Der Präsident sah wieder in die Akten. »Ja – wir wollen hoffen, daß es besser wird. Inzwischen müssen wir uns genau nach unsern Vorschriften halten. Ich verkenne nicht, daß Sie von edlen Motiven geleitet sind – aber für uns gibt es nur Recht und Gesetz.« Er blätterte weiter und tadelte nichts mehr.

»Nun möchte ich die Gefängnisse besichtigen,« sagte er, als er sich vom Schreibtisch erhob. »Wie viele Sträflinge haben Sie augenblicklich interniert?«

Jetzt sank dem Richter das Herz bedenklich tief.

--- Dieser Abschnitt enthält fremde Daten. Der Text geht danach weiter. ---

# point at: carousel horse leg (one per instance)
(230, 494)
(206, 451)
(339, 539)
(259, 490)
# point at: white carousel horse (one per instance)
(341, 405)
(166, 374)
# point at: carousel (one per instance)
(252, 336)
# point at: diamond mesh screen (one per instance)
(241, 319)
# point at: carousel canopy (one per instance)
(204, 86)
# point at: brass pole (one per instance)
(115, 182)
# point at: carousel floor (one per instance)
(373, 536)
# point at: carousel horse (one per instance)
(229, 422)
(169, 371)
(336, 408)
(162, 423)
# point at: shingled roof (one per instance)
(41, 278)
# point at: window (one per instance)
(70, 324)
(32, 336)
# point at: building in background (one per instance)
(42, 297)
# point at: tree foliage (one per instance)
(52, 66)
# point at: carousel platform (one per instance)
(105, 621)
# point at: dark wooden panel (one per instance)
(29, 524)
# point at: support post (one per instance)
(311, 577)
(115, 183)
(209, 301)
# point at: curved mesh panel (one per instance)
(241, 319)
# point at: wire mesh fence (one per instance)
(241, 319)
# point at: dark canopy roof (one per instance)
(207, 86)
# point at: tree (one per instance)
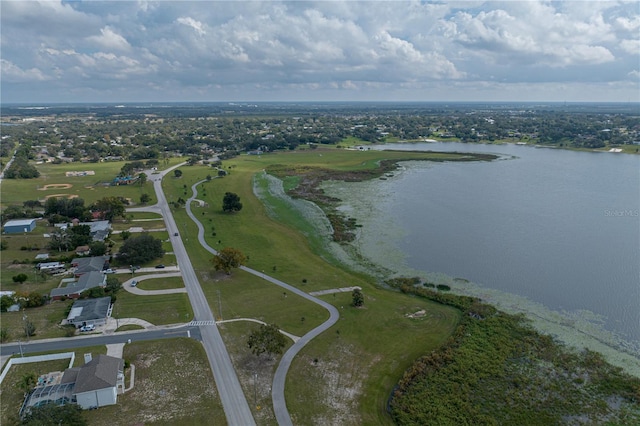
(231, 202)
(79, 235)
(60, 240)
(113, 286)
(6, 301)
(357, 298)
(29, 328)
(228, 258)
(109, 207)
(98, 248)
(145, 198)
(54, 415)
(140, 249)
(266, 339)
(20, 278)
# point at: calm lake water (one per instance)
(559, 228)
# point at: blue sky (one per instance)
(145, 51)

»Vier Männer und drei Frauen – lauter kleine Delikte.«

»Das ist ja sehr erfreulich. Bessert sich das Volk oder lassen die Diebe sich schwerer erwischen?«

Die Frage hörte der Rat, der eben eingetreten war. Er übernahm die Beantwortung, indes der Richter voraneilte, um den Kerkermeister zu rufen.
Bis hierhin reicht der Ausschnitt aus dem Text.